Quil laughed and made kissing noises at me. "You available this Friday, Jacob?"

"You wish," I said, and then I made a face. "Yeah, guess I am, though."

He hesitated a second and then said, "You ever think about dating?"

I sighed. Guess I'd opened myself up for that one.

"You know, Jake, maybe you should think about getting a life."

He didn't say it like a joke. His voice was sympathetic. That made it worse.

"I don't see them, either, Quil. I don't see their faces."

Quil sighed, too.

Far away, too low for anyone but just us two to hear it over the waves, a howl rose out of the forest.

"Dang, that's Sam," Quil said. His hands flew up to touch Claire, as if making sure she was still there. "I don't know where her mom's at!"

Til see what it is. If we need you, HI let you know." I raced through the words. They came out all slurred together. "Hey, why don't you take her up to the Clearwaters'? Sue and Billy can keep an eye on her if they need to. They might know what's going on, anyway."

"Okay - get outta here, Jake!"

I took off running, not for the dirt path through the weedy hedge, but in the shortest line toward the forest. I hurdled the first line of driftwood and then ripped my way through the briars, still running. I felt the little tears as the thorns cut into my skin, but I ignored them. Their sting would be healed before I made the trees.
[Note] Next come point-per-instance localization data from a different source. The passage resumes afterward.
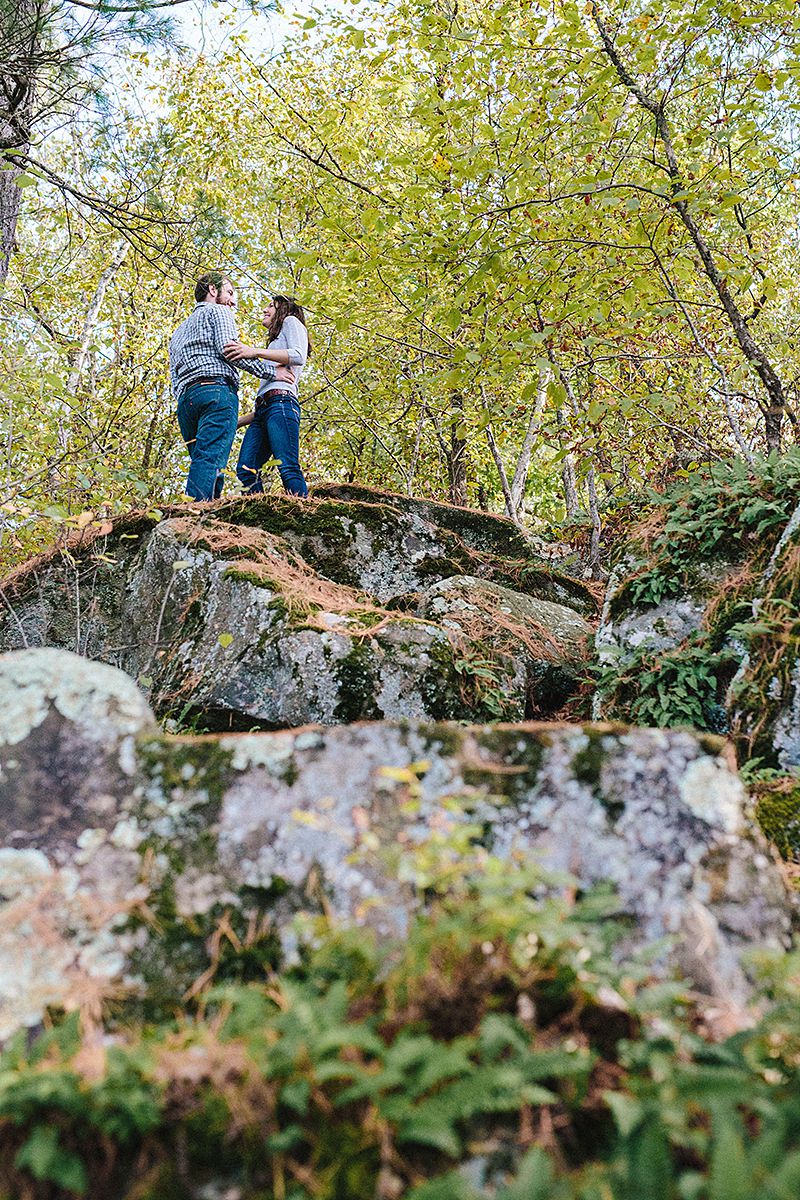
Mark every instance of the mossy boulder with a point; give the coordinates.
(548, 640)
(266, 613)
(699, 625)
(206, 847)
(483, 532)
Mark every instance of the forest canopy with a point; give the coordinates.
(546, 251)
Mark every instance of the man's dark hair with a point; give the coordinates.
(210, 280)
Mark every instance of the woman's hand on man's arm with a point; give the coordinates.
(236, 351)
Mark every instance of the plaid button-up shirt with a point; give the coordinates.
(196, 349)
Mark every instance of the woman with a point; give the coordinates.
(274, 429)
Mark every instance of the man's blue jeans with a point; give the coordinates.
(275, 433)
(208, 414)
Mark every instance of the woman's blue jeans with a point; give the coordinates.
(208, 414)
(275, 433)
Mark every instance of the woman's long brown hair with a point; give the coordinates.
(286, 306)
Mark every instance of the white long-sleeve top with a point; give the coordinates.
(294, 339)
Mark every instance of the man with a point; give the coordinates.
(205, 384)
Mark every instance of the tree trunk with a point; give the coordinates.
(457, 454)
(753, 353)
(86, 335)
(19, 37)
(10, 197)
(525, 454)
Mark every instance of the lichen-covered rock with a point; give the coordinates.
(483, 532)
(548, 640)
(66, 744)
(227, 837)
(265, 612)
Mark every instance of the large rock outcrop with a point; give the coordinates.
(203, 840)
(271, 612)
(699, 619)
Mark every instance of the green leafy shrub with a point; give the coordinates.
(497, 1050)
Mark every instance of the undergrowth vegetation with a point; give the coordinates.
(711, 539)
(497, 1050)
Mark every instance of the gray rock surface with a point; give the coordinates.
(546, 641)
(271, 613)
(252, 828)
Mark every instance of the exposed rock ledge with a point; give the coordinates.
(126, 849)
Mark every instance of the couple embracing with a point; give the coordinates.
(205, 358)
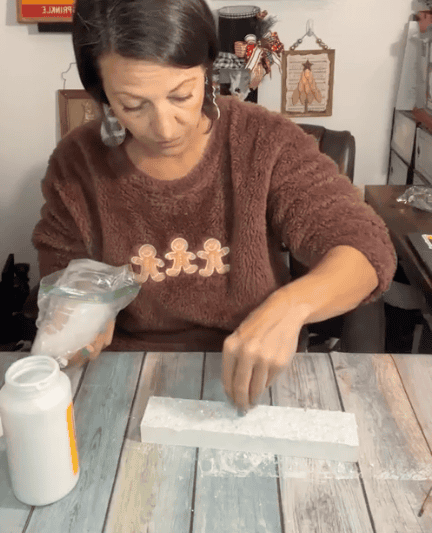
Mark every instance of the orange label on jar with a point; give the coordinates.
(72, 438)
I cut behind the store and darted across the highway. Somebody honked at me. Once in the safety of the trees, I ran faster, taking longer strides. People would stare if I was out in the open. Normal people couldn't run like this. Sometimes I thought it might be fun to enter a race - you know, like the Olympic trials or something. It would be cool to watch the expressions on those star athletes' faces when I blew by them. Only I was pretty sure the testing they did to make sure you weren't on steroids would probably turn up some really freaky crap in my blood.
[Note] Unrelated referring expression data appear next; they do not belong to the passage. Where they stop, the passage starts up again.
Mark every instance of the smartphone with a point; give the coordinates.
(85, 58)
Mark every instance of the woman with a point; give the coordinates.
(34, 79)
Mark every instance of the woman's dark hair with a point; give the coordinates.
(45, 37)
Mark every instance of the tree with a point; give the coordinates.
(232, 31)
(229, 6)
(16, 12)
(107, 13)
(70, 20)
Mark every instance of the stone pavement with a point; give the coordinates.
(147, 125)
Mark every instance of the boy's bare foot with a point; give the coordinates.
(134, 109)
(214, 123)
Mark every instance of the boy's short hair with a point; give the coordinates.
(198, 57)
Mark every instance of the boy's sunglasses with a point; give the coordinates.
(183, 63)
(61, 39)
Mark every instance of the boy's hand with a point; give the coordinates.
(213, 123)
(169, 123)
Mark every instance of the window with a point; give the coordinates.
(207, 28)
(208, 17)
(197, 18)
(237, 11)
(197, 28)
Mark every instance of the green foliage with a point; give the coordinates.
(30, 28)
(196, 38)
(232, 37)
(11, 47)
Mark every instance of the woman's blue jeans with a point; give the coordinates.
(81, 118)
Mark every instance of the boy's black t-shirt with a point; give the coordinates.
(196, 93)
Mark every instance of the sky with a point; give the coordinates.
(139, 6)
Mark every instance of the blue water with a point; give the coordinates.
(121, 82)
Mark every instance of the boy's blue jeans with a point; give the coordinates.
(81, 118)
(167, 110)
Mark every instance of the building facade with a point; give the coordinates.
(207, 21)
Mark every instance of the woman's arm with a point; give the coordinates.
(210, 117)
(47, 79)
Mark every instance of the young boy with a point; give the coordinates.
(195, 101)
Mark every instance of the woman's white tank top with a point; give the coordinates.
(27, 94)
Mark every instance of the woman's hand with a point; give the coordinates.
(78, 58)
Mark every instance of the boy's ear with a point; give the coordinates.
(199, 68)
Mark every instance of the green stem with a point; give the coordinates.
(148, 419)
As soon as I was in the true forest, unbound by roads or houses, I skidded to a stop and kicked my shorts off. With quick, practiced moves, I rolled them up and tied them to the leather cord around my ankle. As I was still pulling the ends tight, I started shifting. The fire trembled down my spine, throwing tight spasms out along my arms and legs. It only took a second. The heat flooded through me, and I felt the silent shimmer that made me something else. I threw my heavy paws against the matted earth and stretched my back in one long, rolling extension.

Phasing was very easy when I was centered like this. I didn't have issues with my temper anymore. Except when it got in the way.

For one half second, I remembered the awful moment at that unspeakable joke of a wedding. I'd been so insane with fury that I couldn't make my body work right. I'd been trapped, shaking and burning, unable to make the change and kill the monster just a few feet away from me. It had been so confusing. Dying to kill him. Afraid to hurt her. My friends in the way. And then, when I was finally able to take the form I wanted, the order from my leader. The edict from the Alpha. If it had been just Embry and Quil there that night without Sam... would I have been able to kill the murderer, then?

I hated it when Sam laid down the law like that. I hated the feeling of having no choice. Of having to obey.

And then I was conscious of an audience. I was not alone in my thoughts.

So self-absorbed all the time,Leah thought.